[PATCH][RFC] x86/irq: Spread vectors on different CPUs

* [PATCH][RFC] x86/irq: Spread vectors on different CPUs
@ 2017-05-13 12:40 Chen Yu
  2017-06-28 19:03 ` Thomas Gleixner
  0 siblings, 1 reply; 3+ messages in thread
From: Chen Yu @ 2017-05-13 12:40 UTC (permalink / raw)
  To: x86
  Cc: linux-kernel, Mika Westerberg, Rui Zhang, Chen Yu,
	Thomas Gleixner, Ingo Molnar, Anvin, H Peter, Van De Ven, Arjan,
	Brown, Len, Wysocki, Rafael J

Currently we encountered the CPU offline problem on a 16 cores server
when doing hibernation:

CPU 31 disable failed: CPU has 62 vectors assigned and there are only 0 available.

This is because:
1. One of the drivers has declare many vector resource via
   pci_enable_msix_range(), say, this driver might likely want
   to reserve 6 per logical CPU, then there would be 192 of them.
2. Besides, most of the vectors for this driver are allocated
   on CPU0 due to the current code strategy, so there would be
   insufficient slots left on CPU0 to receive any migrated
   IRQs from the other CPUs during CPU offine.
3. Furthermore, many vectors this driver reserved do no have
   any IRQ handler attached.

As a result, all vectors on CPU0 were used out and the last alive
CPU (31) failed to migrate its IRQs to the CPU0.

As we might have difficulty to reduce the number of vectors reserved
by that driver, there could be a compromising solution that, to spread
the vector allocation on different CPUs rather than always choosing
the *first* CPU in the cpumask. In this way, there would be a balanced
vector distribution.
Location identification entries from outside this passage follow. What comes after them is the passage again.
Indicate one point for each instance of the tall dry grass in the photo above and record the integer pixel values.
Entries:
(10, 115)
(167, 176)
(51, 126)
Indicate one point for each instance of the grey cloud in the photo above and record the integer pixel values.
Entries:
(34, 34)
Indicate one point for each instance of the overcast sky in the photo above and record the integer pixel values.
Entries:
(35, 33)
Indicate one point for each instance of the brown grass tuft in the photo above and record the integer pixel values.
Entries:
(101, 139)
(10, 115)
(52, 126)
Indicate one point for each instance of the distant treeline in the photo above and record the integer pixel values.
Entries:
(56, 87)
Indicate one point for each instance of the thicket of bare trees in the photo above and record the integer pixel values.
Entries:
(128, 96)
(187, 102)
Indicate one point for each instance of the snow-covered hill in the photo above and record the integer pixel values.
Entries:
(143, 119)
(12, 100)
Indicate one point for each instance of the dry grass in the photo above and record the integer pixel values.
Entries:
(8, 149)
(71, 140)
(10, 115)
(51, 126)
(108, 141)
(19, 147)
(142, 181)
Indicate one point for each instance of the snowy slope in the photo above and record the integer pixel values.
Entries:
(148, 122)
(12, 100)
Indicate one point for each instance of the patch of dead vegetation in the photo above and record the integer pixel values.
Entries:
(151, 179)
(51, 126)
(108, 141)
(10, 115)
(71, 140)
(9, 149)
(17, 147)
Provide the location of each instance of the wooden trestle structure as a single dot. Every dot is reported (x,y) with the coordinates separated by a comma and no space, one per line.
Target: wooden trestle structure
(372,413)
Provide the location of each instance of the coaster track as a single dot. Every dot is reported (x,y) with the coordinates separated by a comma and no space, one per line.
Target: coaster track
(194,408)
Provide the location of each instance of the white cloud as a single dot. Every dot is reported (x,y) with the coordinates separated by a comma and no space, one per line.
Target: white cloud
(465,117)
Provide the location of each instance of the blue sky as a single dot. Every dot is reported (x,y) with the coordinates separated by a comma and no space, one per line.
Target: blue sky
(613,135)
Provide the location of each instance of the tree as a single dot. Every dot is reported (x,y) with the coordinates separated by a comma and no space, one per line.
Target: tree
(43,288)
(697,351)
Because many vectors reserved but without used(point 3
above) will not be counted in during CPU offline, and they are now
on nonboot CPUs this problem will be solved.

Here's the trial version of this proposal and it works in my case,
it just tries to find the target CPU with the least vectors allocated(AKA,
the 'idlest' CPU). And the algorithm can be optimized but
firstly I'd like to get suggestions from you experts if this is in
the right direction, or what is the proper solution for such kind
of problems? Any comments/suggestions are appreciated.

Reported-by: Xiang Li <xiang.z.li@intel.com>
Cc: Thomas Gleixner <tglx@linutronix.de>
Cc: Ingo Molnar <mingo@redhat.com>
Cc: "Anvin, H Peter" <h.peter.anvin@intel.com>
Cc: "Van De Ven, Arjan" <arjan.van.de.ven@intel.com>
Cc: "Brown, Len" <len.brown@intel.com>
Cc: "Wysocki, Rafael J" <rafael.j.wysocki@intel.com>
Cc: x86@kernel.org
Signed-off-by: Chen Yu <yu.c.chen@intel.com>
---
 arch/x86/kernel/apic/vector.c | 23 ++++++++++++++++++++++-
 1 file changed, 22 insertions(+), 1 deletion(-)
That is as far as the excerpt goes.